First published in Five Dials 44: The Female Gaze, March 2017
This most playful of stories about truth and fiction kicks off with a boorish conversation in which two men in a café discuss the difference between the novel (“A flabby old whore!”) and the short story (“a slim nymph”). It careens through a litany of more-or-less awful jokes, a disquisition on friendship and time, a passage of literary criticism/creative writing tips (we’ll come back to that) and a heartfelt plea for wider access to the cancer drug Herceptin. So, is this even a story, let alone a true one?
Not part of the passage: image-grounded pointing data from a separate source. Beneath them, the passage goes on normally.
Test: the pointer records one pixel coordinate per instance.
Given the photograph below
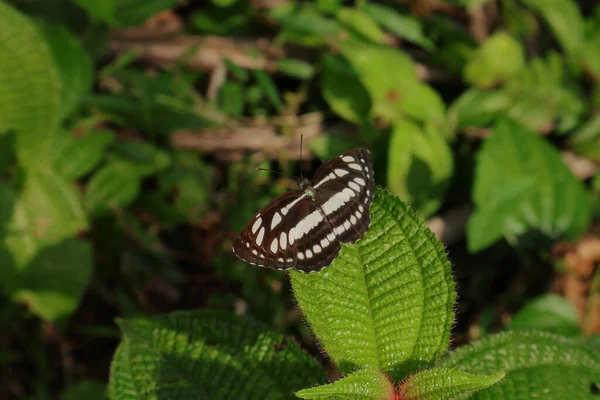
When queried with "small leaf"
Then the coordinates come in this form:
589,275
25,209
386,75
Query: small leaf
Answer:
208,355
385,302
77,156
343,90
550,313
498,59
537,365
566,21
522,186
73,64
390,77
295,68
367,384
85,389
48,211
116,185
27,67
445,384
405,27
53,282
420,165
362,23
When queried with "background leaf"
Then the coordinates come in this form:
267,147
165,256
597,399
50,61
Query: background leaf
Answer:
536,364
202,353
522,185
392,292
24,53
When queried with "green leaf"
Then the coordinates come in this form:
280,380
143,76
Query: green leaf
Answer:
73,64
550,313
208,355
115,185
385,302
75,157
537,365
390,77
51,285
445,384
48,211
343,90
295,68
362,23
564,17
146,158
523,189
420,165
405,27
30,99
498,59
85,389
367,384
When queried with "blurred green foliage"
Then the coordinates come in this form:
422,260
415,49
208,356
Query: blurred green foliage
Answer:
105,213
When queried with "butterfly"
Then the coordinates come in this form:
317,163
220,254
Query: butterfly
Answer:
302,229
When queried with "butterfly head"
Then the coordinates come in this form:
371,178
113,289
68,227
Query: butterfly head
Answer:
306,187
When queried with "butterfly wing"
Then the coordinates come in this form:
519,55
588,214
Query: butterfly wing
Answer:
345,188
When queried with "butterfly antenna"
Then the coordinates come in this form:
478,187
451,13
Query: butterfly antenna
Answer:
301,141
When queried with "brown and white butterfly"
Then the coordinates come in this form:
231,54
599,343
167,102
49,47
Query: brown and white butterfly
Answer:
303,229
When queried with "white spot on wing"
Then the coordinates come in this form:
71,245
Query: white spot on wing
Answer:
360,181
256,225
274,246
261,236
276,220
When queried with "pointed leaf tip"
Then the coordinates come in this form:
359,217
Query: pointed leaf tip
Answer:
387,301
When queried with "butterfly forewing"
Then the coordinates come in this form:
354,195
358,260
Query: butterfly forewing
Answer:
303,229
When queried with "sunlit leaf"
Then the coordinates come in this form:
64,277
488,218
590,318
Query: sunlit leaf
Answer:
387,301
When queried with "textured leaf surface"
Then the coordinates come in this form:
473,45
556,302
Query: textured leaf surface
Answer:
420,165
387,301
549,313
537,365
30,98
208,355
522,185
445,384
366,384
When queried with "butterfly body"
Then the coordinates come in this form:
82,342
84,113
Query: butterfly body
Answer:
302,229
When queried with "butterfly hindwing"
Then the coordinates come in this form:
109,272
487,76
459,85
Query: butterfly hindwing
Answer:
303,229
Well, it contains facts: Smith’s friend, with whom she says she wrote the story in discussion, had cancer and would have to pay for the drug. The initial prompt for the story came, Smith has said, from overhearing a conversation pretty much exactly like the one described. But there’s the rub. The written story starts not with the conversation, but with Smith sitting in the café observing the two men and – in the way that we all do – speculating about who they might be, before the second paragraph begins: “I stopped making them up.” She starts listening instead. In this manoeuvre Smith simultaneously highlights the artifice of the story, claims to reject that artifice in favour of truth and employs a classic framing device beloved of so many ‘realist’ storytellers. Whether you like this sort of metatextual game is a matter of taste – I do, up to a point – but there’s no denying Smith’s skill and sheer chutzpah.
It’s also the perfect palate-tickler for an anthology. Smith chucks in reflections on the short story from a dozen or so writers and literary theorists. One of them, Elizabeth Bowen, says that the short story “creates narrative every time absolutely on its own terms”, which is certainly true of this story. Wondering how the other prescriptions might stand up gave me my self-imposed rule.
First published and still available in Prospect, Dec 17 2005; collected in The First Person and Other Stories, Penguin 2009
Smith uses clean and unsentimental language to make the reader feel a great deal. This is down to tremendous technical control and faculties of perceptiveness and compassion. ‘Free Love’ is a story of lesbian sexual discovery with an optimistic, bittersweet ending. It reads like real life. You can just picture the Amsterdam of this story in summertime: all canals and sunshine, a site of desire and potential, full of hope and openness and heady, finite young love.
From Free Love, Virago, 1995
Another anecdote which becomes so much more, this one about reaching the end of the line and getting stuck there.
First published in The Whole Story and Other Stories, 2003. Read it online here
To my mind, nothing can convey flares of tenderness like a short story (…possibly this says more about me than I’d like) and no-one conveys flares of tenderness like Ali Smith. ‘The Second Person’ feels as personal as an anecdote and as universal as a fable, wheeling without ever being wheedling and ridiculous without being laughable. That’s what every great love story should be, and this one also features accordion shops and Ella Fitzgerald. Prat-fall into love with Smith’s light touch and then read everything else by her right now right now right now.
(First Collected in The First Person and Other Stories, Hamish Hamilton, 2008. First published in and available to read on Prospect, 2005, here)
I discovered Ali Smith in my early twenties and wasted a good deal of time attempting to write stories in her ‘style’, an act of mimicry I now understand to be impossible (at least, for me). Style, form and genre are notions Smith treats with elastic generosity. This story is part-anecdote, part-joke, part-myth, part-memoir, part-essay and part-speculation on what a short story is at all. With Ali Smith, there’s always voice in an intimate, embodied sense — the feeling that a good and trusted person is sitting with you, reading the story very quickly and quite close to your ear.